Topic: The Hour of the Wolf

Harold Lee

Date: 2010-05-14 18:00 EST
May 14, 2010, 3:45AM

"Have you ever heard of the hour of the wolf? ... It's the time between 3:00 and 4:00 in the morning. You can't sleep, and all you can see is the troubles and the problems and the ways that your life should've gone but didn't. All you can hear is the sound of your own heart." -Commander Susan Ivanova

Harold Lee wouldn't have known to call it that. The hour, it's said, the wolf lurks outside the door. It wasn't his folklore, and he had only a subconscious glimmer of the dual meaning it held.

Without knowing its name, he'd been living in that hour for 52 days.

There were moments when he thought he'd never want touched again for the aching reminder of what was missing. Fleeting whispers of wanting to die, or wanting his mother, wanting home, wanting smashed, wanting sex, wanting answers or wanting nothing at all. There had been a long, keening plea with the universe to set things right. The way their lives should've gone but didn't.

The sound of his own heart filled the gaps. Each beat was a stolen moment of joy, a smile, a laugh, time to make love or talk or hold each other or stand naked under a thunderstorm with a rumbling heartbeat of its own. The space between the heartpound and silence, where faith managed.

Heartbeat or no, it had been that perpetual hour.

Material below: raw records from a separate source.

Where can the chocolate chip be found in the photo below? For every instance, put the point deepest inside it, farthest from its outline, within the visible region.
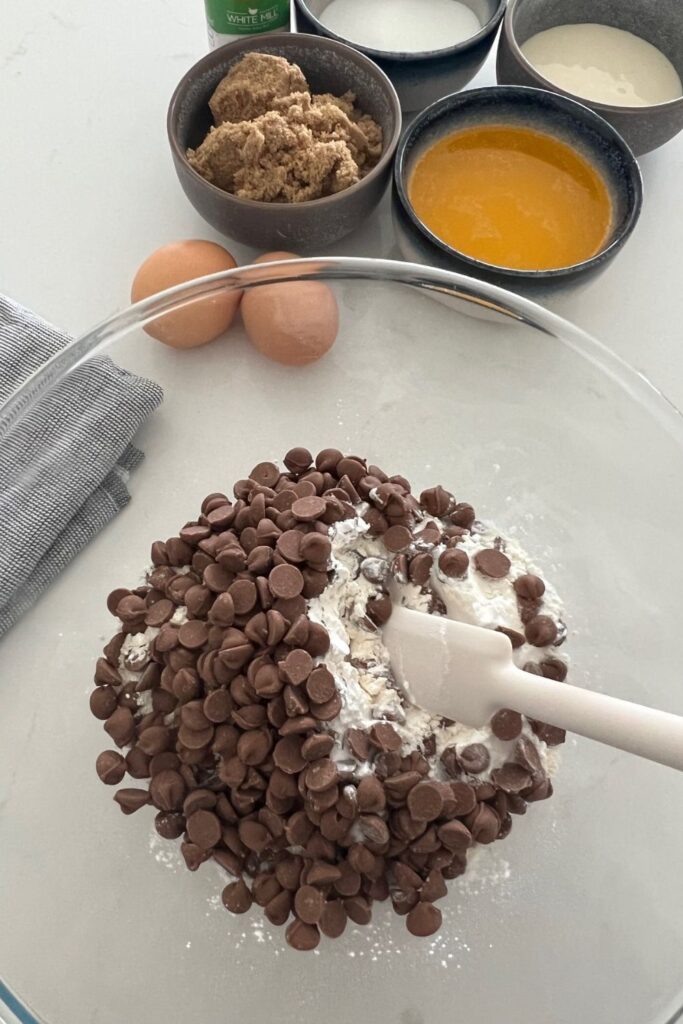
(327, 711)
(265, 473)
(286, 582)
(243, 593)
(483, 823)
(425, 802)
(541, 631)
(289, 546)
(317, 641)
(529, 588)
(463, 799)
(437, 501)
(309, 508)
(167, 791)
(419, 569)
(321, 774)
(463, 515)
(321, 685)
(169, 825)
(474, 759)
(217, 706)
(288, 756)
(511, 777)
(454, 562)
(254, 747)
(371, 796)
(160, 612)
(298, 460)
(301, 936)
(254, 836)
(193, 634)
(222, 610)
(424, 920)
(131, 800)
(204, 828)
(237, 897)
(308, 904)
(111, 767)
(137, 763)
(217, 579)
(515, 638)
(455, 836)
(492, 562)
(397, 539)
(384, 736)
(379, 609)
(398, 785)
(297, 667)
(103, 701)
(328, 459)
(315, 548)
(120, 726)
(506, 724)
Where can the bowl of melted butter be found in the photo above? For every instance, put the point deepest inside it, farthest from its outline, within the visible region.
(517, 185)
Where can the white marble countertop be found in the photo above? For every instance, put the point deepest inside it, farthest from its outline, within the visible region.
(88, 188)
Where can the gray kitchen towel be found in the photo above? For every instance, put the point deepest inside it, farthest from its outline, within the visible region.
(65, 466)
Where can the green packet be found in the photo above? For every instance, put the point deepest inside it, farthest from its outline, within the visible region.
(230, 19)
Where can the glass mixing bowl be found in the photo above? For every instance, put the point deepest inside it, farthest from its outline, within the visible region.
(579, 914)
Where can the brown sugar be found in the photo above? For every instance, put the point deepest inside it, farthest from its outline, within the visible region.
(273, 141)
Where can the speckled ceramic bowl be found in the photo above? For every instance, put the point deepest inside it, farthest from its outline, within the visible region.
(421, 78)
(329, 67)
(565, 120)
(658, 22)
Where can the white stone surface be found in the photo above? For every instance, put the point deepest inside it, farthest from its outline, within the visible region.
(88, 187)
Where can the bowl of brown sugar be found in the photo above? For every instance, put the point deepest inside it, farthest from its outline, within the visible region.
(285, 142)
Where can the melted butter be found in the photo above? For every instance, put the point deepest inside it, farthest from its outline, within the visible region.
(512, 197)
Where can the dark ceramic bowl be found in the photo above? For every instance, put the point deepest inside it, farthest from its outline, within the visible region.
(421, 78)
(658, 22)
(565, 120)
(329, 67)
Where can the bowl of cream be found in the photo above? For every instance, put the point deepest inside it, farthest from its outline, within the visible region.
(428, 48)
(624, 58)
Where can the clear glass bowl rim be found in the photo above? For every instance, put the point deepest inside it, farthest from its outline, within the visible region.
(478, 293)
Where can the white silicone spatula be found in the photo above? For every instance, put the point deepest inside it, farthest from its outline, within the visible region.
(466, 673)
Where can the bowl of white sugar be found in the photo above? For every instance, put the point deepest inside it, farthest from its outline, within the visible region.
(428, 48)
(624, 58)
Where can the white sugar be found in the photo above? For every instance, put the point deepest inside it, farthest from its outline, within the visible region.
(401, 26)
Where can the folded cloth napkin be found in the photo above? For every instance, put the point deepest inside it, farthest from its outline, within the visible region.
(63, 467)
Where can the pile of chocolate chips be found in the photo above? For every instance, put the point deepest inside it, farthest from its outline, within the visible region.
(235, 748)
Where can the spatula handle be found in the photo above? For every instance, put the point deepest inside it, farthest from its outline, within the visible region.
(645, 731)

He still lived in that hour, even now, staring at the inside of his eyelids. His thoughts ordered themselves. Silence inching toward heartpound. Tick to tock.

Harold didn't know what it was about what Scotty told him that gave him a sense of direction. Maybe it was the perspective that had most struck home to him; this, he understood on such an intimate level that he felt spider cracks across his heart at the same instant his mind had latched on to some kind of answer.

Implosion was meant to cancel out explosion, but Harold felt as though they existed in impossible tandem, like this damnable, never-ending hour that couldn't decide between night and day or nightmare and consciousness so was both at once. Limbo.

He knew this road. He knew it well enough to know that no two people travel it the same way. That whatever guidance he could carve out of his own experience, he'd still never be able to show Scotty all the potholes and stray stones. Hell, he wasn't exactly done with his winding trek, either.

Still. It was understanding, of a kind. Knowledge is power and power is change, and in the end, faith manages.

Harold Lee was awake. Awake, but not so lost any more. He felt as if Scotty had finally named the beast outside their door.

Maybe, all this time, the wolf had been lurking there to guard against it.